For the first time, the French state budget provides credits to return to the population assets seized in so-called “ill-gotten gains” cases of foreign leaders, according to a document consulted by AFP, concretizing a mechanism voted in 2021.

In a document annexed to the 2024 finance bill, the government earmarks 6.1 million euros for the restitution of ill-gotten assets to the countries of origin of these looted funds. The budget line has existed since the 2022 budget but remained empty until now.

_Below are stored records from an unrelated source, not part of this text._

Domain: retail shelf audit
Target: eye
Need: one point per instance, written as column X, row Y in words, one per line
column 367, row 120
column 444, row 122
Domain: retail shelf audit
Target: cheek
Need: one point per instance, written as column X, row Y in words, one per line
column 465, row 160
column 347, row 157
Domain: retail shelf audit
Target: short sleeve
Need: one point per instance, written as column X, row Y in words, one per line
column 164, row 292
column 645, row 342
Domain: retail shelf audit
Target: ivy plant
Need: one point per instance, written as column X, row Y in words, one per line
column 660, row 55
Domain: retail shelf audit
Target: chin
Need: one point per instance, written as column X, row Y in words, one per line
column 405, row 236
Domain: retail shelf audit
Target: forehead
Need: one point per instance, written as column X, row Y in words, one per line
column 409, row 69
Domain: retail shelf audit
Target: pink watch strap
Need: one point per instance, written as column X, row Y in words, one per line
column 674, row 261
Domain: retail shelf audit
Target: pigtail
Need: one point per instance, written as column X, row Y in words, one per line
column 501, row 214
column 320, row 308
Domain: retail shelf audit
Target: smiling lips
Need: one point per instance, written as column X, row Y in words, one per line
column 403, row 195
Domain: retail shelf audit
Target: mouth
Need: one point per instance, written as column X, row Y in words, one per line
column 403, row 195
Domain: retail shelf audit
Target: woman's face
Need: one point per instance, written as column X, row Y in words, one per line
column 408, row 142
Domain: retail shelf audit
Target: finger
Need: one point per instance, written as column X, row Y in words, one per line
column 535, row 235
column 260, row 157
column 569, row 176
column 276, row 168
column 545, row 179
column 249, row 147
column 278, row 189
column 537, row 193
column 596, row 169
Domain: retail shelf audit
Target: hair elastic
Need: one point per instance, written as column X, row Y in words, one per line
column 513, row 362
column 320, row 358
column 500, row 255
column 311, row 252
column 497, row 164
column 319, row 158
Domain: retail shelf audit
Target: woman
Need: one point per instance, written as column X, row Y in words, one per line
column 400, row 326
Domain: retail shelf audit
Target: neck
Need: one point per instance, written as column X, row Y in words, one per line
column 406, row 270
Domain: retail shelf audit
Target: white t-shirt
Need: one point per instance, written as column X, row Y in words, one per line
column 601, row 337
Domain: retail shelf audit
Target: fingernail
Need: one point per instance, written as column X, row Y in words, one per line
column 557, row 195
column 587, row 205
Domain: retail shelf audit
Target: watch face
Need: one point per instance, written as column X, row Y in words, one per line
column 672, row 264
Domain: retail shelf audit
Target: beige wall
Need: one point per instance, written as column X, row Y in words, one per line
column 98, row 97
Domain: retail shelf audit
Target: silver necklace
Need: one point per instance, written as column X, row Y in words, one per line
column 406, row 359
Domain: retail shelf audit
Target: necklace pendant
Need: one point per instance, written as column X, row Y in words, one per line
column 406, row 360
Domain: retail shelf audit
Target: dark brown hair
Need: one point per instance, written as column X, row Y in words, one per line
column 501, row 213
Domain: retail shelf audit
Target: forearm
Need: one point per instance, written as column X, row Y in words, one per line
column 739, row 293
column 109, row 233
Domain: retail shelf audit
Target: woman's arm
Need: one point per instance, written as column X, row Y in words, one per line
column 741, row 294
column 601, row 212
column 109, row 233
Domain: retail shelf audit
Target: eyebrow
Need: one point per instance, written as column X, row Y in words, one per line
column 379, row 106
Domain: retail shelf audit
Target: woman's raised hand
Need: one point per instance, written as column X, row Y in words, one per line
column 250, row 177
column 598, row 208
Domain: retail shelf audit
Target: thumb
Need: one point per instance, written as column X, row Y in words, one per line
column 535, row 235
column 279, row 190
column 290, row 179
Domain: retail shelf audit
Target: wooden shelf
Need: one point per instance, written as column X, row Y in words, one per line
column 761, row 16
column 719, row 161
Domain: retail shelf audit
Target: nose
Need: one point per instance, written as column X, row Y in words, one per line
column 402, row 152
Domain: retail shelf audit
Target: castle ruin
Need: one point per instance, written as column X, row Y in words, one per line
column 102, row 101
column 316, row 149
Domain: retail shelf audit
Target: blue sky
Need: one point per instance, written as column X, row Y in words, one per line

This sum is “following a first payment from transfers” of assets seized – cars and luxury items – in the “Obiang case”, according to the terms used in the government document about Teodorin Obiang, eldest son of the president of Equatorial Guinea. Vice-president of the country, Teodorin Obiang was definitively sentenced in July 2021 to three years in prison and a fine of 30 million euros for embezzlement of public funds.

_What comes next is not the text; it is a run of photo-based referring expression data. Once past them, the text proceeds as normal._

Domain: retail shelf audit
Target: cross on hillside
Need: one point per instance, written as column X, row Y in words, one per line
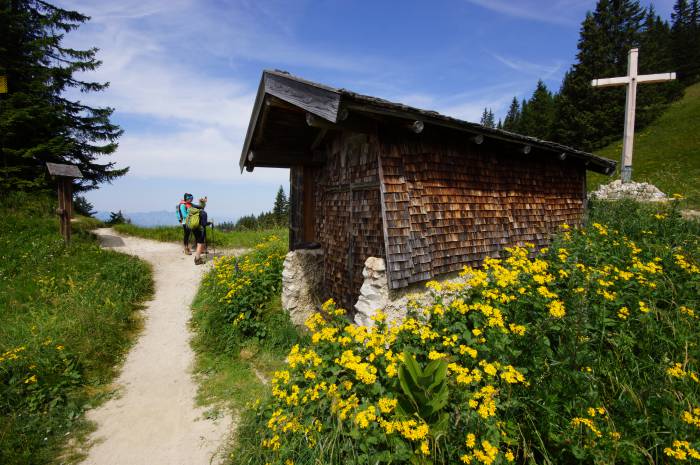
column 631, row 81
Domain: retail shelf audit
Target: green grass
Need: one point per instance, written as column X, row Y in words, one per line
column 234, row 361
column 233, row 378
column 233, row 239
column 667, row 152
column 68, row 315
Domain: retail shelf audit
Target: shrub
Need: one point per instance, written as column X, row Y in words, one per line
column 241, row 288
column 583, row 352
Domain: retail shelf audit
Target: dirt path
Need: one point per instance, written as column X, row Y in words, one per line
column 154, row 420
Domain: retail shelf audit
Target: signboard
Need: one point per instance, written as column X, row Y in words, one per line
column 71, row 171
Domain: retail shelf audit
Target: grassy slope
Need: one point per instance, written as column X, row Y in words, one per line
column 73, row 311
column 220, row 239
column 667, row 153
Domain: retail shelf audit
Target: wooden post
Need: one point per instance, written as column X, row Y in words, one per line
column 631, row 80
column 64, row 175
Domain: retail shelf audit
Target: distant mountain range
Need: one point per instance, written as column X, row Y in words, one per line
column 146, row 219
column 153, row 219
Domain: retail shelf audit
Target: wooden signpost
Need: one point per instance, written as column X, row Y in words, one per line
column 64, row 174
column 631, row 81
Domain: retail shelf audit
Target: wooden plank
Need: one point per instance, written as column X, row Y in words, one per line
column 610, row 82
column 316, row 100
column 59, row 169
column 309, row 217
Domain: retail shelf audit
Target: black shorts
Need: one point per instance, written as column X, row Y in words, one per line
column 199, row 235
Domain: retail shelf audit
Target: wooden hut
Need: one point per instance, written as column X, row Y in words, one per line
column 426, row 192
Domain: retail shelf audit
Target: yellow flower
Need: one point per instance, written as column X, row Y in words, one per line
column 424, row 449
column 643, row 307
column 623, row 313
column 471, row 440
column 434, row 355
column 556, row 309
column 387, row 405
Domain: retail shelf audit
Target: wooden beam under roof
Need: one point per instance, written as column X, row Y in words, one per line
column 319, row 101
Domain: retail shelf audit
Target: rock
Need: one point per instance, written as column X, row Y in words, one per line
column 302, row 277
column 618, row 190
column 374, row 293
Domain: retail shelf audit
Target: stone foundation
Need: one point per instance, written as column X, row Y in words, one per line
column 302, row 278
column 375, row 294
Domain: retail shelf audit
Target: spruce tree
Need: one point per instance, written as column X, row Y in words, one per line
column 280, row 209
column 488, row 118
column 588, row 117
column 685, row 39
column 538, row 117
column 512, row 119
column 655, row 57
column 38, row 123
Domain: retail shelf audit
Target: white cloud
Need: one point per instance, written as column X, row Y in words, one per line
column 560, row 12
column 534, row 69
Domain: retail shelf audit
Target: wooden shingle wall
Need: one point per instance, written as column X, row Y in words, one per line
column 450, row 203
column 348, row 213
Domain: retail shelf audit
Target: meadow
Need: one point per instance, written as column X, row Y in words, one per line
column 582, row 352
column 68, row 316
column 666, row 152
column 223, row 239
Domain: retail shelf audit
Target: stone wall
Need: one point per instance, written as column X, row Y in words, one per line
column 302, row 279
column 375, row 294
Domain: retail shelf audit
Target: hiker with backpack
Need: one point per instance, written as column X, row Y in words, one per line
column 197, row 222
column 182, row 210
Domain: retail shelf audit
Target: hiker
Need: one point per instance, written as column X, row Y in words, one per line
column 197, row 222
column 183, row 209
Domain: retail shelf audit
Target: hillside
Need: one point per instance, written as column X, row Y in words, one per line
column 68, row 314
column 667, row 152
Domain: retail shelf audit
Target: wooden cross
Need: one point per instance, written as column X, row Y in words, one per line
column 631, row 81
column 64, row 174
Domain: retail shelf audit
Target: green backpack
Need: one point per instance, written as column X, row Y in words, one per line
column 192, row 220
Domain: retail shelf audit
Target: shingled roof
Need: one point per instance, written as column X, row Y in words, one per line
column 332, row 105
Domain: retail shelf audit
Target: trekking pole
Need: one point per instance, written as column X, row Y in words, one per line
column 213, row 242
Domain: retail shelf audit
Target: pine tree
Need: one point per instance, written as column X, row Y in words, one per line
column 488, row 118
column 512, row 119
column 588, row 118
column 538, row 117
column 280, row 211
column 685, row 38
column 655, row 57
column 38, row 124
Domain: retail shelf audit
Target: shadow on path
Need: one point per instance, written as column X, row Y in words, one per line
column 107, row 240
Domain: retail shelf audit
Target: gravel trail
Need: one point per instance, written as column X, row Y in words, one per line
column 154, row 420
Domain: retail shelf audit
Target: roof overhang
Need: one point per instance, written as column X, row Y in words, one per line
column 291, row 115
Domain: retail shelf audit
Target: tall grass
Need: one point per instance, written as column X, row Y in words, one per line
column 67, row 315
column 241, row 331
column 582, row 352
column 225, row 239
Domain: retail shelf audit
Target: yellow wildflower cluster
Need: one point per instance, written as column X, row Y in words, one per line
column 692, row 417
column 682, row 450
column 580, row 296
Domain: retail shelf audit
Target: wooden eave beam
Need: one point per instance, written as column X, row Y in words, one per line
column 321, row 102
column 599, row 166
column 282, row 159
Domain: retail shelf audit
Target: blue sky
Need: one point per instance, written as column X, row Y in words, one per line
column 183, row 75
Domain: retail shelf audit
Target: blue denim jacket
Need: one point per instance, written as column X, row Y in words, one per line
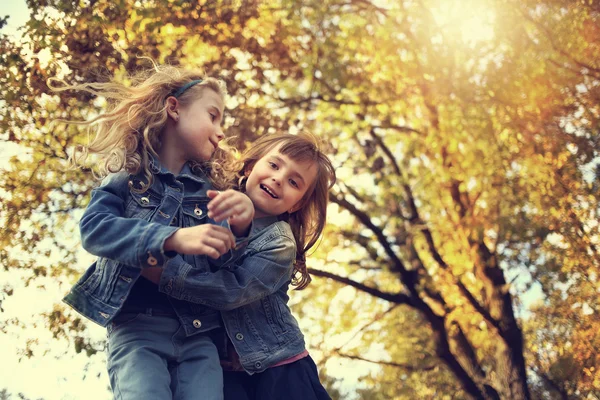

According to the budget document, the envelope of 6 million euros is “the subject of reflection within the Ministry of Europe and Foreign Affairs prior to the start of negotiations with the Equatorial Guinean authorities on the subject of the allocation of this sum”.

Finance development projects?

“We are very happy that there is a budget line,” reacted to AFP Benjamin Guy, from the NGO Transparency International, who had pushed for the creation of this restitution mechanism, definitively adopted in July 2021 in Parliament. But with 6 million euros, “we are very far from counting the ill-gotten goods confiscated in France”. For Equatorial Guinea, “there is the private mansion on Avenue Foch [in Paris], but where Equatorial Guinea has set up its embassy,” he emphasizes.

The restitution mechanism provides that the “confiscating country and the country of origin of the funds agree to use these sums for a project of general interest (…), a principle of transparency and accountability. There is no question that these sums will finance a highway between the presidential palace and the nearest airport,” insists the NGO.

According to a circular signed by Elisabeth Borne in November 2022, after a period of two years, if there is no agreement with the country concerned, France can decide alone on the terms of restitution.

According to Transparency International, “Switzerland, the United Kingdom and the United States are also negotiating the return of funds to Equatorial Guinea.” The NGO would like coordination to finance larger development projects.